2.7. Public bodies for occupational safety and health

a) According to the Act on Labour Protection, functions of the State in this respect are the responsibility of Parliament and the Government; the Minister of Social and Family Affairs and the Hungarian Labour Inspectorate (OMMF) under his/her supervision; the Minister of Health and the National Public Health Service (ÁNTSZ) under his/her supervision; and the Minister of Economy and the Hungarian Mining Office under his/her supervision. With regard to safety, there is also an important role played by the Technical Supervisory Authority under the supervision of the Minister of Economy. With regard to the armed forces and bodies, supervision and control of occupational safety and health is exercised by the competent minister.

b) Legal regulation treats the two traditional pillars of safety and health within one integrated approach. The executive authorities responsible for supervision and control, on the other hand, are separated. Enforcement is performed by the three distinct organizations of ÁNTSZ [the Public Health Service], OMMF [the Labour Inspectorate] and MBH [the Mining Authority]. These authorities, in accordance with the different occupational safety or health requirements under their control, necessarily have different priorities, inspection targets, and working methods.

2.8. Representation and reconciliation of interests in occupational safety and health

Institutions for the representation and reconciliation of interests in occupational safety and health have been functioning at national and enterprise level since the Labour Protection Act came into effect [4]. At the national level, the tripartite national Labour Protection Committee established by the Act has broad rights, working under its own rules of procedure. The Committee has no separate resources for its work. Its operation has been perceived to be dysfunctional in some recent cases when a few departmental decrees bypassed the Committee, partly because of the accelerated EU harmonization process.

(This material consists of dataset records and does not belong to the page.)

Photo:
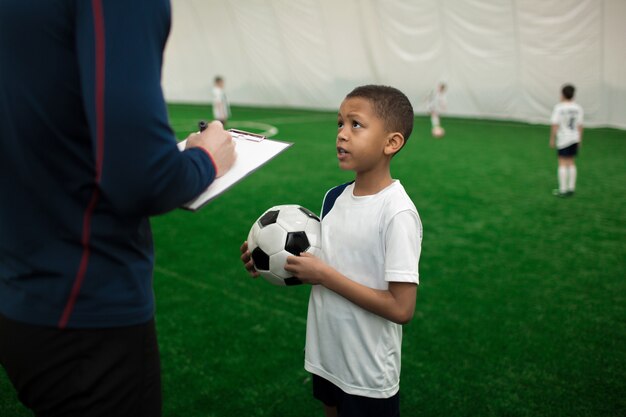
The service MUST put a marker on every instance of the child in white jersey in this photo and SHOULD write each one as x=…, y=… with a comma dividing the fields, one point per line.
x=367, y=274
x=221, y=108
x=435, y=105
x=567, y=128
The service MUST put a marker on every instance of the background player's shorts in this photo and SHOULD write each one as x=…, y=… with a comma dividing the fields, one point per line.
x=571, y=150
x=354, y=405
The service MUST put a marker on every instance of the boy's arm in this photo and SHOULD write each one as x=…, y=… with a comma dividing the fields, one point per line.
x=553, y=130
x=580, y=132
x=396, y=304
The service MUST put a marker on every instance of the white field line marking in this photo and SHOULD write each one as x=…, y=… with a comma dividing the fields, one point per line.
x=272, y=306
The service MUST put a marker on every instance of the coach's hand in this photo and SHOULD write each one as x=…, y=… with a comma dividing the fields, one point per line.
x=218, y=143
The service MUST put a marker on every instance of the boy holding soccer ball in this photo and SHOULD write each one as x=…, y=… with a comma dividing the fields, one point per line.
x=365, y=282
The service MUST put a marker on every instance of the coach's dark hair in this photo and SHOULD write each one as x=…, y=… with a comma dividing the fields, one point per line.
x=391, y=105
x=568, y=91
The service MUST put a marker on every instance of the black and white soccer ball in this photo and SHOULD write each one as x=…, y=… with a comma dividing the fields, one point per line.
x=280, y=232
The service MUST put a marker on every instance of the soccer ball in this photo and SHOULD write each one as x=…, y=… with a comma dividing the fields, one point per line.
x=280, y=232
x=438, y=132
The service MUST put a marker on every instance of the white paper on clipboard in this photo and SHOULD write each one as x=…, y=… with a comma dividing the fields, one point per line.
x=252, y=153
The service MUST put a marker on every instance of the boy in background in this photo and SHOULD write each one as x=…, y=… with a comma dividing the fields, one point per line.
x=221, y=109
x=435, y=104
x=567, y=128
x=365, y=282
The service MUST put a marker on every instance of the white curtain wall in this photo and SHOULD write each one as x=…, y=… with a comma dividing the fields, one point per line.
x=504, y=59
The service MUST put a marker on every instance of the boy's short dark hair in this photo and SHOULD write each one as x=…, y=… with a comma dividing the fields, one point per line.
x=568, y=91
x=391, y=105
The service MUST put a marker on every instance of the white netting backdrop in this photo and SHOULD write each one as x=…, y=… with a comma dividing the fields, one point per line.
x=500, y=58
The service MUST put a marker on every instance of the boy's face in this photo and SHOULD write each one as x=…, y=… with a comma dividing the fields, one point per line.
x=361, y=136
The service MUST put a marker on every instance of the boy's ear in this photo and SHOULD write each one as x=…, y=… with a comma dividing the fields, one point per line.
x=395, y=141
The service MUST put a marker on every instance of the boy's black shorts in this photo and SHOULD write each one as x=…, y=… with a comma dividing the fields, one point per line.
x=83, y=372
x=354, y=405
x=571, y=150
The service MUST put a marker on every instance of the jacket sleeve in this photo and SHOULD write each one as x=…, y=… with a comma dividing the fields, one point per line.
x=138, y=167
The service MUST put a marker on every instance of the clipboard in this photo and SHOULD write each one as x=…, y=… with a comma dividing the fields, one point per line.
x=253, y=151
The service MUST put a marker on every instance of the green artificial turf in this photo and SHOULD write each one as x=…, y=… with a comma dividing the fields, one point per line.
x=521, y=309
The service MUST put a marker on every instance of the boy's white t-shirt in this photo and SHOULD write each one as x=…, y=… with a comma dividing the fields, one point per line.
x=372, y=240
x=568, y=116
x=221, y=108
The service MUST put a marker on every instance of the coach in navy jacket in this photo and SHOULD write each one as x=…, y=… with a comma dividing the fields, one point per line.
x=86, y=156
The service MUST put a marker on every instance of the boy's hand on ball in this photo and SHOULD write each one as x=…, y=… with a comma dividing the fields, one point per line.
x=307, y=268
x=246, y=258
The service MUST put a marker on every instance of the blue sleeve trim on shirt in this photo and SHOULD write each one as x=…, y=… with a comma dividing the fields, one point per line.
x=331, y=196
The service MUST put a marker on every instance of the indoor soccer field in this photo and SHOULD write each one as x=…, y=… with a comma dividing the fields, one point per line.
x=522, y=300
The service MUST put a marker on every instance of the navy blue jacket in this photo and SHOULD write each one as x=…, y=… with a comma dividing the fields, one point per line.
x=86, y=156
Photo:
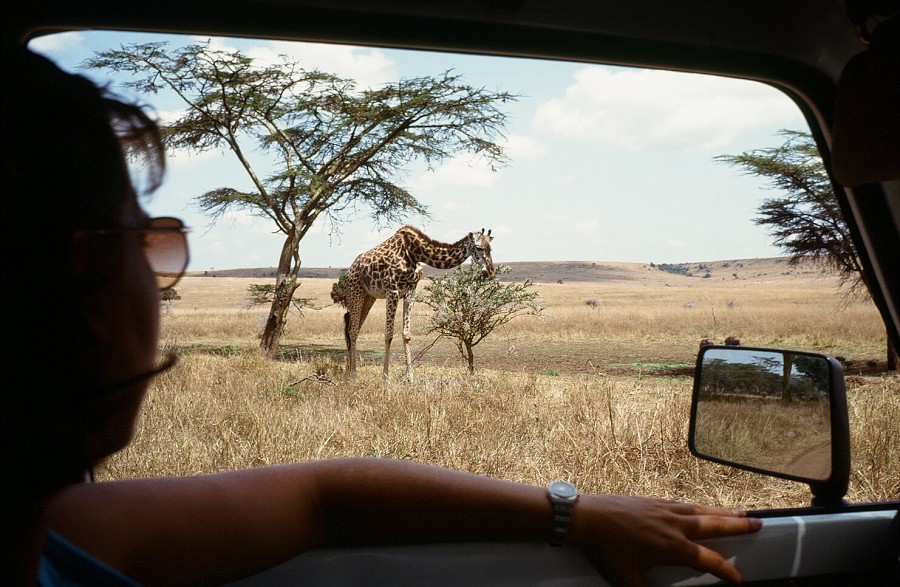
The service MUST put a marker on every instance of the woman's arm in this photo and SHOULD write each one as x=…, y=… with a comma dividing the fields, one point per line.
x=215, y=528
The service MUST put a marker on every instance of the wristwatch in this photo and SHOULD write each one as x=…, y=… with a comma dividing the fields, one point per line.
x=562, y=496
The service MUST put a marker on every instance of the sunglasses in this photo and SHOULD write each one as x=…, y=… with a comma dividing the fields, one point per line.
x=164, y=241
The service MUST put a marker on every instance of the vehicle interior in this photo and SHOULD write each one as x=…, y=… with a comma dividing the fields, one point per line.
x=838, y=60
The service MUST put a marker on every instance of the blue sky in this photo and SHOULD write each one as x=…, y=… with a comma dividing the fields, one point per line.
x=607, y=163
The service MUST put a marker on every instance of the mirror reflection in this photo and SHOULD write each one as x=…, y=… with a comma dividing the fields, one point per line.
x=765, y=409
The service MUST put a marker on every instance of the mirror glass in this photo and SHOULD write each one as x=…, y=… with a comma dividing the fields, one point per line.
x=764, y=409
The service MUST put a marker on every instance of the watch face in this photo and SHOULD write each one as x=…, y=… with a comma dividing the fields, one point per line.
x=563, y=489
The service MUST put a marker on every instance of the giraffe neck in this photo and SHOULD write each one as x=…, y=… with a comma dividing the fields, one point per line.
x=436, y=254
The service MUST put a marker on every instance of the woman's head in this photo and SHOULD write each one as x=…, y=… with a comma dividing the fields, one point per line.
x=81, y=301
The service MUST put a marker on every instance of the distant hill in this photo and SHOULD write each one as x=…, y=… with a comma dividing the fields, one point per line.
x=568, y=271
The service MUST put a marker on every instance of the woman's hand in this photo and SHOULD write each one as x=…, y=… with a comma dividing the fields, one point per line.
x=625, y=536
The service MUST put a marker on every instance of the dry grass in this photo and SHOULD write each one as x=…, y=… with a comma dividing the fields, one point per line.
x=224, y=407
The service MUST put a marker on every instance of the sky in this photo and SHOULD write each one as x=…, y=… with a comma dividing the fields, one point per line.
x=607, y=164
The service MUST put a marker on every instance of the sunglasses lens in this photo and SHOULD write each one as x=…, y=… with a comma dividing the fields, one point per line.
x=166, y=250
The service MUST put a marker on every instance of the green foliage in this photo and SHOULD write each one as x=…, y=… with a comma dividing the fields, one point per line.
x=329, y=149
x=468, y=306
x=805, y=220
x=170, y=294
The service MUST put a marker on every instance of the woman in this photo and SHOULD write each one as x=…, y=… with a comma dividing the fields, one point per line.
x=75, y=229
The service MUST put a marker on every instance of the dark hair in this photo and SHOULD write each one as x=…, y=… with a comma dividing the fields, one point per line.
x=66, y=147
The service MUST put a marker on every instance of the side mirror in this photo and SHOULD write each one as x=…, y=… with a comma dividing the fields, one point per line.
x=777, y=412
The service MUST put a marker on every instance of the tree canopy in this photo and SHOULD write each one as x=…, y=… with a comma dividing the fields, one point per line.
x=332, y=149
x=805, y=220
x=468, y=307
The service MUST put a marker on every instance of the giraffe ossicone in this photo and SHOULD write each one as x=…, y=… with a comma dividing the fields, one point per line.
x=391, y=271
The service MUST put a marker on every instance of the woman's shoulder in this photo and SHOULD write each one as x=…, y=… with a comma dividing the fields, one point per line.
x=65, y=565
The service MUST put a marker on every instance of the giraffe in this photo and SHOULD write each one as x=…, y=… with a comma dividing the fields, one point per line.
x=392, y=271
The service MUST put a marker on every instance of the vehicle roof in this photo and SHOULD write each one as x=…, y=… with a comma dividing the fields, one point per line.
x=802, y=46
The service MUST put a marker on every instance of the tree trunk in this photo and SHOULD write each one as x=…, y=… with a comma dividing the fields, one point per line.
x=285, y=286
x=892, y=356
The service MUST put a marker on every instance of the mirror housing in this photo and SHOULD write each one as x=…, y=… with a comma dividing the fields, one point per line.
x=781, y=413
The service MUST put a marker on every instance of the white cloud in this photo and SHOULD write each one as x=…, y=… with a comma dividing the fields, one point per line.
x=587, y=226
x=455, y=206
x=370, y=67
x=49, y=44
x=523, y=148
x=461, y=171
x=638, y=108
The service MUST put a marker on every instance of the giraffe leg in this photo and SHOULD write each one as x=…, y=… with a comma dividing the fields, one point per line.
x=391, y=298
x=407, y=310
x=354, y=320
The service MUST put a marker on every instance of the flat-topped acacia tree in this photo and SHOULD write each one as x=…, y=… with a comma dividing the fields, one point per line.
x=330, y=148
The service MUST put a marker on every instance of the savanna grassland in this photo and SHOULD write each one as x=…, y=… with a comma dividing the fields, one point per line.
x=596, y=391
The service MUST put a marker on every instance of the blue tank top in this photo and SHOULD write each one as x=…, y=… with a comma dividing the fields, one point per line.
x=65, y=565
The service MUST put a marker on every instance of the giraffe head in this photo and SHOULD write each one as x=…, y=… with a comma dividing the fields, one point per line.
x=480, y=251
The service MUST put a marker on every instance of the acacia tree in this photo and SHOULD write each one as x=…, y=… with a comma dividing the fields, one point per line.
x=330, y=148
x=468, y=307
x=805, y=221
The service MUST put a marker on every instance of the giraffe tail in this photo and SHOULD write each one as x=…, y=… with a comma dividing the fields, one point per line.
x=347, y=329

At the enterprise level, employees have a statutory right since 1994 to elect workplace safety and health representatives. This institution has been growing steadily, particularly in workplaces where trade unions have contributed in stimulating a demand for the institutionalized representation of interests in occupational safety and health. The proper functioning and protection of the representatives is guaranteed by law.

3. Strategic Principles

The strategy of the Program is based on the realization of the following coequal and interconnected principles:

3.1. The principle of sustainable development

Modernization, the growth of performance and productivity in manufacture and in services should only be pursued in a sustainable manner. Economic development should not exploit human resources in such a manner and to such a degree that the resulting deficiencies could impede further development. Consequently, measures taken to protect safety and health at work and to minimize workplace risks are strategic elements of sustainable development, protecting human resources.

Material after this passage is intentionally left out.